Review: Letter "A Nice change Of Pace From The Ones Usually Faced By Bellairs's Heroes"

Book review: The Letter, the Witch, and the Ring

When I was young, I always got this book confused with The Lion, the Witch, and the Wardrobe, which I finally got around to reading a year or two ago. As it turns out, they have roughly nothing in common.
At the end of The House with a Clock in Its Walls, 10-year-old Lewis Barnavelt mentions that he’s made a new friend, a tomboy called Rose Rita Pottinger. I haven’t been able to get my hands on the second book in the trilogy, The Figure in the Shadows, but by the beginning of The Letter, the Witch, and the Ring, Lewis and Rose Rita are best friends. Lewis, now 12, is spending the summer at boy scout camp, and 13-year-old Rose Rita is feeling depressed and a little angry at her friend for leaving her in the lurch. Luckily, one of her favourite people, Mrs. Florence Zimmerman, has a plan to cheer her up.

Rose Rita and Mrs. Zimmerman set off on a car trip to Michigan’s Upper Peninsula, stopping on the way to settle some of Mrs. Zimmerman’s family affairs. It seems a rather peculiar cousin of hers has died, leaving her his farm, as well as a ring he believes may be magic. When the two arrive at the farmhouse, they find the place has been ransacked, the locked desk drawer containing the ring has been forced open, and the ring is gone. It’s a sinister start to their vacation, but they resolve to have fun anyway and try to forget the incident.

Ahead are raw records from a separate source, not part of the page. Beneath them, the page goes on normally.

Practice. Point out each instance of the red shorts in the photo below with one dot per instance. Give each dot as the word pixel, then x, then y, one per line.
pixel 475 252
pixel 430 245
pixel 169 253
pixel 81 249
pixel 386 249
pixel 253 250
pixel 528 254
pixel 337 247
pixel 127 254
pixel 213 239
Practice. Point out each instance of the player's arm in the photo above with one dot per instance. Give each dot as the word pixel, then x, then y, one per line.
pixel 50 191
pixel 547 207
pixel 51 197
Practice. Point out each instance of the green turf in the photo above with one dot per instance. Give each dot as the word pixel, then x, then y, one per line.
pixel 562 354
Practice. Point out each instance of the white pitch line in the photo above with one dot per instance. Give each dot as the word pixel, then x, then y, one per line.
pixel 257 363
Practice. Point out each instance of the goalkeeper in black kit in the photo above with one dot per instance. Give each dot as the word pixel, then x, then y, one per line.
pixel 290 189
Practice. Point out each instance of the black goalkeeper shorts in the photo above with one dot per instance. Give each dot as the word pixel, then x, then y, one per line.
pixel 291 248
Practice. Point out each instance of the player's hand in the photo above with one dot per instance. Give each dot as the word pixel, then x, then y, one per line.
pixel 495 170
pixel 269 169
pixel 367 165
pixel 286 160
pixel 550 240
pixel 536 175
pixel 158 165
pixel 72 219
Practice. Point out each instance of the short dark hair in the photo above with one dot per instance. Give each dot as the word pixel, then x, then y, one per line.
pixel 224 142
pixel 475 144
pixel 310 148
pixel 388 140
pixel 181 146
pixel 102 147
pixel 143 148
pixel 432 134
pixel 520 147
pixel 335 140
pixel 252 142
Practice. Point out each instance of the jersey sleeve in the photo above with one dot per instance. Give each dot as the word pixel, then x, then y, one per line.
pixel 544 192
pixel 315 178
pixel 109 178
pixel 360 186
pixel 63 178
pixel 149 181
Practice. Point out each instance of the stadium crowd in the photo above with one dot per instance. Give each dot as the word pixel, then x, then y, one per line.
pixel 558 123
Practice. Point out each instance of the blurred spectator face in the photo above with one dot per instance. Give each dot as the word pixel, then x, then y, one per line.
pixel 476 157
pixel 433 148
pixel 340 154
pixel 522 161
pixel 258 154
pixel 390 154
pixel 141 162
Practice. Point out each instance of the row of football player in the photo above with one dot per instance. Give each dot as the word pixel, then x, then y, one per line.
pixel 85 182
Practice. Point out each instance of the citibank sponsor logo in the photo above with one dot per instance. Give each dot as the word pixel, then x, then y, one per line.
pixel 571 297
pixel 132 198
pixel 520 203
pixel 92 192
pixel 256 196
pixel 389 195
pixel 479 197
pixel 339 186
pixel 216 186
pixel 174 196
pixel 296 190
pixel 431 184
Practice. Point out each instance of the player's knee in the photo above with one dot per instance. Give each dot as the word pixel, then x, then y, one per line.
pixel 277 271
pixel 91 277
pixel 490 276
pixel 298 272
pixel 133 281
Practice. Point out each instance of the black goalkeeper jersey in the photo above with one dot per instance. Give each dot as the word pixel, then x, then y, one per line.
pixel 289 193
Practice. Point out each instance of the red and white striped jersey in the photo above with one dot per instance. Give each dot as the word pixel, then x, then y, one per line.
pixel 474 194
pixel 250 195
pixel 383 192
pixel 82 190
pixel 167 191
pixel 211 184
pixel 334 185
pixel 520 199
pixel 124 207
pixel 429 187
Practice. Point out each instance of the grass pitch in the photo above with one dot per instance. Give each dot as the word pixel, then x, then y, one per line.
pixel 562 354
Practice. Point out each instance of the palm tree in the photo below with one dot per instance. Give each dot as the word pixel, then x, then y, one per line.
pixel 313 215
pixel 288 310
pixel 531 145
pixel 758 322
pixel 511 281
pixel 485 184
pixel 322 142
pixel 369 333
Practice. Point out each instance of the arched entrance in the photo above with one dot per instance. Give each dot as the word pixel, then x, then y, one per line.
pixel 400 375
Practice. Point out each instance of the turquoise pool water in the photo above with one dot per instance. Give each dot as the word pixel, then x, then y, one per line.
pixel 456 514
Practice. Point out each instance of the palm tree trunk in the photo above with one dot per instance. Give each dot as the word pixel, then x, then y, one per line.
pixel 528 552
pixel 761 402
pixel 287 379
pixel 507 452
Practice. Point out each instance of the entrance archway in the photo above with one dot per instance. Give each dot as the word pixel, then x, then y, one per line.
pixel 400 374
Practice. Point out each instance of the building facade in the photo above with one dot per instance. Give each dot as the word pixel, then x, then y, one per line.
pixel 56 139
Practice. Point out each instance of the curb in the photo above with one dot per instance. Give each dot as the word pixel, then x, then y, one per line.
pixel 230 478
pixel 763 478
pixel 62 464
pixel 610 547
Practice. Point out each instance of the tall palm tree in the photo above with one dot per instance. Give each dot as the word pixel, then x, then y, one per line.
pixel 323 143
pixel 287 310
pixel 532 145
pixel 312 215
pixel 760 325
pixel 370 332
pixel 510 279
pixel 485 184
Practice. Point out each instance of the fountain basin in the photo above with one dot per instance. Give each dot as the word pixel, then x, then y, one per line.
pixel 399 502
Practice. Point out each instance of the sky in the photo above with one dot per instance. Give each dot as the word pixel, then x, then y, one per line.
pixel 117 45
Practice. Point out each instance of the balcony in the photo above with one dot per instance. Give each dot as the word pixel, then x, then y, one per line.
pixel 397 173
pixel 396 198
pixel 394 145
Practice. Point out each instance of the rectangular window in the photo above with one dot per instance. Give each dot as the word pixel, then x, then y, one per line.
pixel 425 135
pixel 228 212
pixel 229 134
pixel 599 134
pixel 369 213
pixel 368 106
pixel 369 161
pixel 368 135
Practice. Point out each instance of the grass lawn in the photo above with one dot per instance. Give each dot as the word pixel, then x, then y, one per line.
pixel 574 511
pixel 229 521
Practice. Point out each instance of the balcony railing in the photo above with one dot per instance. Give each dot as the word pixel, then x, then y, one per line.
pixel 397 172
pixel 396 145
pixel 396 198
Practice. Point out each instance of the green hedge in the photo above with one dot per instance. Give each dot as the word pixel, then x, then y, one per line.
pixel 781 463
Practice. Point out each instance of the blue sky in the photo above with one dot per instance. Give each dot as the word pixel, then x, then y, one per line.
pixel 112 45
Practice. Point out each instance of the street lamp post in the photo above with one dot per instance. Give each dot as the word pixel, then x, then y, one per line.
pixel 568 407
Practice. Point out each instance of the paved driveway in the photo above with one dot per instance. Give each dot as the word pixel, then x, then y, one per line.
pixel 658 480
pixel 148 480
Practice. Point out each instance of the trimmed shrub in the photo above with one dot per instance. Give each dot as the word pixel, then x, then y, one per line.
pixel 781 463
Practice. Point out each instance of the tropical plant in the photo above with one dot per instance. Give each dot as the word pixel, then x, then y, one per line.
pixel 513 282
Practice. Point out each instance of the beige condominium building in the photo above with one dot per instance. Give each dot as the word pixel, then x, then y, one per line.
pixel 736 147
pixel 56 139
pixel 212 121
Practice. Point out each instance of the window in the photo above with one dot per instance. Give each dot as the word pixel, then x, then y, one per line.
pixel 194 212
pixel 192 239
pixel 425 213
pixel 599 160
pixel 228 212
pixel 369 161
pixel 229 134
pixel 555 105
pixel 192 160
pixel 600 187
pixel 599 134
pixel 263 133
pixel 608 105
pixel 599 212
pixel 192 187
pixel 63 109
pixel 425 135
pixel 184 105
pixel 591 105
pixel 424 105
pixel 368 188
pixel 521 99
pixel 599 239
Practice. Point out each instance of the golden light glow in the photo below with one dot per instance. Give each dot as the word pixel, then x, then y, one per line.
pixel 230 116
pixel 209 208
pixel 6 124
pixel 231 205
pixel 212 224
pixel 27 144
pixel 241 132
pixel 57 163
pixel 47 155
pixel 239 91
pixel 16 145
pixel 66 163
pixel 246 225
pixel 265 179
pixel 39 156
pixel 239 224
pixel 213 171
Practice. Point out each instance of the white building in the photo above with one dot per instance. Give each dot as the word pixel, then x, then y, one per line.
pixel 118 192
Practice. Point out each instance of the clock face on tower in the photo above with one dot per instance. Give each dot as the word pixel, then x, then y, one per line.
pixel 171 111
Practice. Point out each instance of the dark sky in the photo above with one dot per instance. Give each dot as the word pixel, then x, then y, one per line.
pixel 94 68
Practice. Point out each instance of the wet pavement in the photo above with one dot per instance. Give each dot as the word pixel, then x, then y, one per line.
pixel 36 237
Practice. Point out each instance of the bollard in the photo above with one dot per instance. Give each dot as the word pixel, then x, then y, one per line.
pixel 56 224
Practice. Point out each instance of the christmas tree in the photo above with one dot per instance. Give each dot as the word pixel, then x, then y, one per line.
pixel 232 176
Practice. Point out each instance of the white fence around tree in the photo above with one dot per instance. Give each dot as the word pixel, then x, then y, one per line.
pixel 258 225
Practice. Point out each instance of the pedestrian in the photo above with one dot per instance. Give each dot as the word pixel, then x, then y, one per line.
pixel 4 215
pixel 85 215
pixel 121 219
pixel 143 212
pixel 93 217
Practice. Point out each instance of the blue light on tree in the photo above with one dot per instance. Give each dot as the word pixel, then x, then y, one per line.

Soon, worse things happen; things that aren’t so easy to brush aside. Mrs. Zimmerman finds evidence that suggests she had a deadly enemy—a suspicion confirmed by a sudden, unexplained attack of pain. She recovers, but it isn’t long before worse happens: Mrs. Zimmerman disappears! Left alone in a place she doesn’t know, Rose Rita has to find out what happened to her friend, and save her.

I like Rose Rita, and some of her problems were a nice change of pace from the ones usually faced by Bellairs heroes.

Mrs. Zimmerman is a fun character. I liked her in the first book, and I liked her here, too. She reminds me a little of one of my aunts, in that she’s in her sixties and her favourite colour is purple, and she wears a lot of purple clothes and has a lot of purple things in her house. Unlike Mrs. Zimmerman, my aunt does not do magic or smoke cigars. At least, not in front of me.